Love is not Love.

“Love is love!” A phrase we hear touted in pop culture by LGBT persons and allies alike. Because, all love is the same right? It doesn’t matter who you love, my expression and feeling of love is just as beautiful and valid as who you love, and it should be celebrated! But, is all “love” the same?

One of the many deficiencies of the English language is that there is only one word for “love,” although we all know intellectually that there are different forms of love. We wouldn’t have the same type of love for our child as we would for our spouse. Likewise, we wouldn’t love our pet in the same way that we love our parents. We love them each in different ways.

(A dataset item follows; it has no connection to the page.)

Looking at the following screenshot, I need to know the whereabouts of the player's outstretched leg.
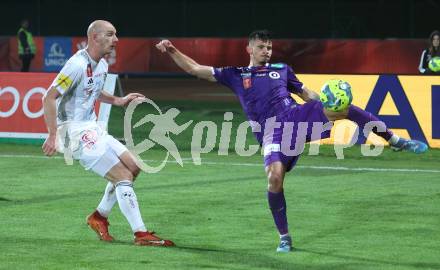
[86,182,116,242]
[347,105,428,154]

Ancient Greek and Modern Hindi are two wonderful languages that actually have different words for different types of love. (There may be others out there, but I’m familiar with these two.) Modern Hindi has a dozen words for different forms of love (check out a neat article by Domenic Marbaniang; Specific Words in Hindi for LOVE). Ancient Greek has eight words for “love”: eros, erototropia, mania, philautia, storge, philia, agape, and pragma. Since I’m writing this from a Christian perspective, I’m going to break down the Greek terms, since this is the language of the First-Century Christian Church: 

  • Philautia (φιλαυτία): Self-love

  • Erototropia (ερωτοτροπία): Playful, flirtatious love

  • Eros (ἔρως): Sexual, lustful love

  • Mania (μανία): Obsessed, crazed love 

  • Storge (στοργή): Love from parent to child, or child to parent

  • Philia (φιλιά): Platonic love for a friend or brother

  • Agape (ἀγάπη): Benevolent, pure, sacrificial love for God & mankind

  • Pragma (πράγμα): Enduring, committed, long-lasting love

As a linguistics nerd, I’m enthralled by this diversity of forms of love! It’s fascinating to see how many variants there are and can be. This also provides more clarity on what exactly we mean when we say “love”; because erototropia is not philia; mania is not storge; and eros is not agape. So, not all forms of love are the same or equal. 

This is the problem with the phrase “love is love”: it does not specify what type of love is meant. Are we saying “eros is eros”? Well sure. Or are we saying “agape is agape?” Ok, that works too. But, I’m my opinion, what is being said here is that “eros is agape,” and that’s just not possible, no matter you may try to shove the proverbial square peg into the circular hole. 

Our culture generally is oversaturated by depictions and desires of sensuality and carnal pleasures. Erototropia and eros are seen as the expectation and ideal of what a relationship must include to be gratifying, fulfilling, to bring happiness, and ultimately to maintain a successful relationship. And if they’re absent, well then move on to your next partner. I saw these sentiments rampant even more so in the LGB community, which tends to be even hypersexualised.  There isn’t much consideration of agape or pragma, and many people mistake erototropia or eros for them, because they’re so emotionally and physically excited and pleasurable. 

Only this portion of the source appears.